The production restmon pod was in 'Unshedulable' state from July 30. Due to this none of the Monitoring Alerts were processed and no AIOPs alarms and SNOW tickets were created. To fix this, node pool configuration was updated on Aug 4 around and it worked fine when tried few test alerts. However, within 1 hour again restmon pod stopped processing the alerts. After checking restmon logs it was confirmed that restmon was stuck only receiving payload and not processing them and to resolve this issue restmon pod was restarted.

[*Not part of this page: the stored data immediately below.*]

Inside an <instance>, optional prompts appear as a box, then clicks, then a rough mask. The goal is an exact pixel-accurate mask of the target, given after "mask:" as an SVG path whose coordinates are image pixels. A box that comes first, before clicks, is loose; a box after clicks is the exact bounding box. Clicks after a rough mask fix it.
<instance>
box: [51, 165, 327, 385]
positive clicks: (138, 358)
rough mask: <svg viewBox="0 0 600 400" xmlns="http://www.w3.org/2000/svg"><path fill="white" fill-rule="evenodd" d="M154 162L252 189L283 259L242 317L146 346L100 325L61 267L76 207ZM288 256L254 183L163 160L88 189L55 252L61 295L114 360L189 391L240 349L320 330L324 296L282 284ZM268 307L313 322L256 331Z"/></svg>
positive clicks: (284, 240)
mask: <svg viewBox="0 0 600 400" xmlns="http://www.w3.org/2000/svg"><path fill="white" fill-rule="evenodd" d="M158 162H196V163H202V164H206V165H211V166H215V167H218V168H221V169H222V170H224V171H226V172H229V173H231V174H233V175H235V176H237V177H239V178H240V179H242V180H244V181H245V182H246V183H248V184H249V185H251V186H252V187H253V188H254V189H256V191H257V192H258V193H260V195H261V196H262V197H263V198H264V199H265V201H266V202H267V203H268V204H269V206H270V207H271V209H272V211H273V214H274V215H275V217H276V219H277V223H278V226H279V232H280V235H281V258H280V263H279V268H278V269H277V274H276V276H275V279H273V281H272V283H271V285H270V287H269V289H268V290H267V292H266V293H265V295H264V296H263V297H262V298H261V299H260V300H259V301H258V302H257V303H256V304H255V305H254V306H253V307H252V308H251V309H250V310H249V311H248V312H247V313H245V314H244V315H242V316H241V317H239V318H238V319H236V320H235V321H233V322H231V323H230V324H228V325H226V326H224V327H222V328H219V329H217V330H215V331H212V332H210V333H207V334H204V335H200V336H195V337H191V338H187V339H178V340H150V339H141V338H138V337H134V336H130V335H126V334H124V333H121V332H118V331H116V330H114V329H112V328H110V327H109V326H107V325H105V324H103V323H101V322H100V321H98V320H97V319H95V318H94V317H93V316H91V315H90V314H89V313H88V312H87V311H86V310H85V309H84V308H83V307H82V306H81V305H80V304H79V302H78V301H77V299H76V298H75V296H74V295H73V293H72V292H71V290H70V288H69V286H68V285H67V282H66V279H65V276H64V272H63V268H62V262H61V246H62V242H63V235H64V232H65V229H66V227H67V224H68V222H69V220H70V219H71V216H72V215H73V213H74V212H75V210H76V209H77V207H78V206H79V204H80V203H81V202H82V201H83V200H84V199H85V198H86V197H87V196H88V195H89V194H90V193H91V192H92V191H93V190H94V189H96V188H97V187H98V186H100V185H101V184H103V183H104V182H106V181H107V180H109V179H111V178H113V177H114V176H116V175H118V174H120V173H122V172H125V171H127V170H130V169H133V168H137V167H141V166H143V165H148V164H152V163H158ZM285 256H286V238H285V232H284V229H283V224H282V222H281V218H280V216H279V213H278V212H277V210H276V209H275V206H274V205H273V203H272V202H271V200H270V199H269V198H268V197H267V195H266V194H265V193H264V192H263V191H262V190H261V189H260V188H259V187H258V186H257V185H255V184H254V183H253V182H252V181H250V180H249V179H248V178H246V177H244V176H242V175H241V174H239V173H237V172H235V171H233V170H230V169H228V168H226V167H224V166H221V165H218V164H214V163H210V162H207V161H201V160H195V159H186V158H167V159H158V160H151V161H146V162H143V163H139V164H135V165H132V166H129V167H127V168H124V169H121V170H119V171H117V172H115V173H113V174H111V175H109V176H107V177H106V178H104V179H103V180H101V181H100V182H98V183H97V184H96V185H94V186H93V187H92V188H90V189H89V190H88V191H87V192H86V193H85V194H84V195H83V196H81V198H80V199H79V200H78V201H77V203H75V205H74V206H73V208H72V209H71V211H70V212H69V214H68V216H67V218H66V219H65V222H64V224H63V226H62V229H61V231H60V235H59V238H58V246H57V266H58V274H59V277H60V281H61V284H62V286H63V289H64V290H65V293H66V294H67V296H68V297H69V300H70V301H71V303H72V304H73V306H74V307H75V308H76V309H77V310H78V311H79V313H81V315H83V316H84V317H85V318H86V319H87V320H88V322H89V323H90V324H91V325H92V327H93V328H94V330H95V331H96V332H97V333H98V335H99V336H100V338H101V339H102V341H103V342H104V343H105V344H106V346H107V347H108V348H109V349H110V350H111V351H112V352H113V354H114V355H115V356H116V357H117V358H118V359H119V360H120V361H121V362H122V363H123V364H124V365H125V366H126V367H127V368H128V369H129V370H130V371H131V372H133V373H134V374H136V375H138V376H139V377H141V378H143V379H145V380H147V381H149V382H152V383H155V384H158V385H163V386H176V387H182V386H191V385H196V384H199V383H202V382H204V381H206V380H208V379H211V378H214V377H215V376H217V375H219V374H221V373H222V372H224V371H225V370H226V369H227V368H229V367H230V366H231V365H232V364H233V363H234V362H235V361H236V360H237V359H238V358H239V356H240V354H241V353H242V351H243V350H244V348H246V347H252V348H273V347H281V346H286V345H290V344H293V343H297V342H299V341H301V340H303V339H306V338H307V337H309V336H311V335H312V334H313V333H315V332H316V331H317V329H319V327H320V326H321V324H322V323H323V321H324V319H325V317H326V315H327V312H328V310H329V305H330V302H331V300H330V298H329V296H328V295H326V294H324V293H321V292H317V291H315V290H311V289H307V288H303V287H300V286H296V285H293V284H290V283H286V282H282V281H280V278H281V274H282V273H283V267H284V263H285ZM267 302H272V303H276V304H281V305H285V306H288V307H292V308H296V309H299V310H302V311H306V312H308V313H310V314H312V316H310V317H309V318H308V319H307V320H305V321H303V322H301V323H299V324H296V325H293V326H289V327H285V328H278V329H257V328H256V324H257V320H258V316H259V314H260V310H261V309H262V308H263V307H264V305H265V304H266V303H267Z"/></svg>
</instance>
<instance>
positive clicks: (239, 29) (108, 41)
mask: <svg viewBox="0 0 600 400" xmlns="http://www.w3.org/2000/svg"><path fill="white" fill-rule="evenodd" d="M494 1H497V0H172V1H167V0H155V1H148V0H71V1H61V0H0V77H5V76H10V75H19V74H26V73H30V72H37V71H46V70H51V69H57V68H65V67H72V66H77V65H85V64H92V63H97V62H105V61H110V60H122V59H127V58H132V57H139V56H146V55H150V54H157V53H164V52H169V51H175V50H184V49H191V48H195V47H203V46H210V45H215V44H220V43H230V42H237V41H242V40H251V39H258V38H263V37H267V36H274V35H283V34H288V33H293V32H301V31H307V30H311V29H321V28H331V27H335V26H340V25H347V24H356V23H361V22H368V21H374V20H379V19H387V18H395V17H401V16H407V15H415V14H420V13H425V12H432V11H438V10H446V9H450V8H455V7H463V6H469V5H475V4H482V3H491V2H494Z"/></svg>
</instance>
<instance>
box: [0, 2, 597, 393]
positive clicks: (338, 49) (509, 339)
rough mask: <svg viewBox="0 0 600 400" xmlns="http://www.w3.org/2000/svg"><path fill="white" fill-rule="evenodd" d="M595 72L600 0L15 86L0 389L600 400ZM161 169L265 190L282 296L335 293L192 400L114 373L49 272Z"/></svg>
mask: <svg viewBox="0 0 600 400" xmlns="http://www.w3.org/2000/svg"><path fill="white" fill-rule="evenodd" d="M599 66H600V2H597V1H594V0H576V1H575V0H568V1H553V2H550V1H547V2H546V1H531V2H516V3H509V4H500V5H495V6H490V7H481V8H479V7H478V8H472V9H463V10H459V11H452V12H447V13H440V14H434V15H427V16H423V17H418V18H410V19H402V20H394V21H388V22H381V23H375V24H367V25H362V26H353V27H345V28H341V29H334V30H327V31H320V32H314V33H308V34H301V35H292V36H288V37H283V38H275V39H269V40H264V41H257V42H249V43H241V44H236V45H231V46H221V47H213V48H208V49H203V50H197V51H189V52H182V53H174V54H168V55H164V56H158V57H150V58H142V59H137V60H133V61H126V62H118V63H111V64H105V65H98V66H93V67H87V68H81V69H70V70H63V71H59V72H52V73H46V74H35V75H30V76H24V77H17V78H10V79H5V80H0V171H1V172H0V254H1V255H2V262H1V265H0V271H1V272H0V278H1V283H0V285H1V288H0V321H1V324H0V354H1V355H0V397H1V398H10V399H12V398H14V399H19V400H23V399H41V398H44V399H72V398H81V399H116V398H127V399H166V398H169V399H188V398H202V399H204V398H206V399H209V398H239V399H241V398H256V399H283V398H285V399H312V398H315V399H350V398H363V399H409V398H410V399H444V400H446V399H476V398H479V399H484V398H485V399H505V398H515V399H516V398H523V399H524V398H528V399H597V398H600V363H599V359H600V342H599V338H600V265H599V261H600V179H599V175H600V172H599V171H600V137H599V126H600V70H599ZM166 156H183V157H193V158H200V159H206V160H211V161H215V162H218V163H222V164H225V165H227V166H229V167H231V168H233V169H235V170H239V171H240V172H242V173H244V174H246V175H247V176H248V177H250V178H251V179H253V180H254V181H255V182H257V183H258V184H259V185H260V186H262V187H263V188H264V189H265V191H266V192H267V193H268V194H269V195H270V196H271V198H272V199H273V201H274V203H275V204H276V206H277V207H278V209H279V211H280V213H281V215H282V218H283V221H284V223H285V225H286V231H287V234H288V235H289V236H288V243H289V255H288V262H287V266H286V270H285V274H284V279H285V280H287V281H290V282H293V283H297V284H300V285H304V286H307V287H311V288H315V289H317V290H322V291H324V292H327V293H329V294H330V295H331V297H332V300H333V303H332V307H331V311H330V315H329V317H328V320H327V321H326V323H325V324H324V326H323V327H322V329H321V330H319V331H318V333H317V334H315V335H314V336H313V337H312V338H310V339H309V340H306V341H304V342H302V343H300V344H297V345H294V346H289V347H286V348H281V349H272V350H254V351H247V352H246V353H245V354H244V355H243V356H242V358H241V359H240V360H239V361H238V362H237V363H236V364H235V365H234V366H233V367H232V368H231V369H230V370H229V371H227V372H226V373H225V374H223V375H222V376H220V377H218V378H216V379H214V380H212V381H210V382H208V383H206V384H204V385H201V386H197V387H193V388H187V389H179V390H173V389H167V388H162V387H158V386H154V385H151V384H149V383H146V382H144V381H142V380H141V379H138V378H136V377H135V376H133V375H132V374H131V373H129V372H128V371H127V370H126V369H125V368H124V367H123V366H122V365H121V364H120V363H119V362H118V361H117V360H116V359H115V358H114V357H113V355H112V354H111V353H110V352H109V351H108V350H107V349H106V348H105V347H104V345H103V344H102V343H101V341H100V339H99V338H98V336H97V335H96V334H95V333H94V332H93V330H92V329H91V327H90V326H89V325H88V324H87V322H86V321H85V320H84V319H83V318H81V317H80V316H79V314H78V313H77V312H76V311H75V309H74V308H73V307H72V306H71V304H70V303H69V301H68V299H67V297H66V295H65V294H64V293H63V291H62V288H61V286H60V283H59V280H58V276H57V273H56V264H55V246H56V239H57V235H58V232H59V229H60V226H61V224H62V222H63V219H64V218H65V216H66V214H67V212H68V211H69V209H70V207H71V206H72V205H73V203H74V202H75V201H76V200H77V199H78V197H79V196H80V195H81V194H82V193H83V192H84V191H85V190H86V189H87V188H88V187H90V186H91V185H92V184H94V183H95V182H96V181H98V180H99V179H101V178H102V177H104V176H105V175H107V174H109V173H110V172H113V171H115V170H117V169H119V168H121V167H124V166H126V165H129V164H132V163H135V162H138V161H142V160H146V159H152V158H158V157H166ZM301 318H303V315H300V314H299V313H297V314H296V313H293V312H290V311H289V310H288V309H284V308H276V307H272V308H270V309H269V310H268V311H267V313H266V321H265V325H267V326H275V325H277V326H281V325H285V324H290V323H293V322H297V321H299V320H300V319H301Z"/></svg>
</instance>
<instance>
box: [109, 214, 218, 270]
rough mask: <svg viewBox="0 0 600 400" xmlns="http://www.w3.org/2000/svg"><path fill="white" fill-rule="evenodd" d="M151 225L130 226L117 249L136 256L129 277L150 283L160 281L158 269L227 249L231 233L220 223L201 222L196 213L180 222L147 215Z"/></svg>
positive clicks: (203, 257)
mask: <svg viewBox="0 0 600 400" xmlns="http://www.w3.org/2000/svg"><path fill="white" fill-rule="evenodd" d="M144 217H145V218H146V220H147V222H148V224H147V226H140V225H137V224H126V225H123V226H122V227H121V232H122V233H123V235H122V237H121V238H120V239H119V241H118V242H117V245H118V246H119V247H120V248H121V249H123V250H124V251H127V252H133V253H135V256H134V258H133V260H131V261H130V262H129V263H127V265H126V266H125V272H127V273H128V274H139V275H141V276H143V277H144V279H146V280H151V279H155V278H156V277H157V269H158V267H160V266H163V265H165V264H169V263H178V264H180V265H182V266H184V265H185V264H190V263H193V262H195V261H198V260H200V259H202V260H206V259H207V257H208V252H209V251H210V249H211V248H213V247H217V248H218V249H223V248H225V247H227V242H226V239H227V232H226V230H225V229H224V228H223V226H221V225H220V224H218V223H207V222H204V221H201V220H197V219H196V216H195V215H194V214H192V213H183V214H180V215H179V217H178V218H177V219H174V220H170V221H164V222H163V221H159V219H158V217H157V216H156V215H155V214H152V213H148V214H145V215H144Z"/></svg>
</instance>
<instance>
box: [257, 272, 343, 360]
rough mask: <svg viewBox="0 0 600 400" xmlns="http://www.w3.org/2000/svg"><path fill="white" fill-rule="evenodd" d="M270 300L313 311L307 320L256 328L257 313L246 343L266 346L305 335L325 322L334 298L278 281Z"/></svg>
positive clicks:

What could have caused these issues and if there is a way it can be avoided by setting up some monitoring.
Release : 20.2
Component : CA DOI AO PLATFORM COMPONENTS
It seems like there may have been flood of alarms which overloaded Restmon, something crashed and it got stuck. The recommendation is to upgrade to 2.1 with the liveness probe. The liveness probe is there to detect this exact scenario and auto-restart the pod. Also it includes monitoring to see the number of alerts received vs published. That will give you insight into what is going on with Restmon. Also, make sure the load on a single Restmon instance is within the performance parameters. It can handle small spikes of 500-1000 alarms a minute for short durations. Sustained loads at this level will cause the queue to grow faster than Restmon can process and will lead to issues like this. The initial issue where the pod was un-schedulable was probably due to resource constraints on the cluster.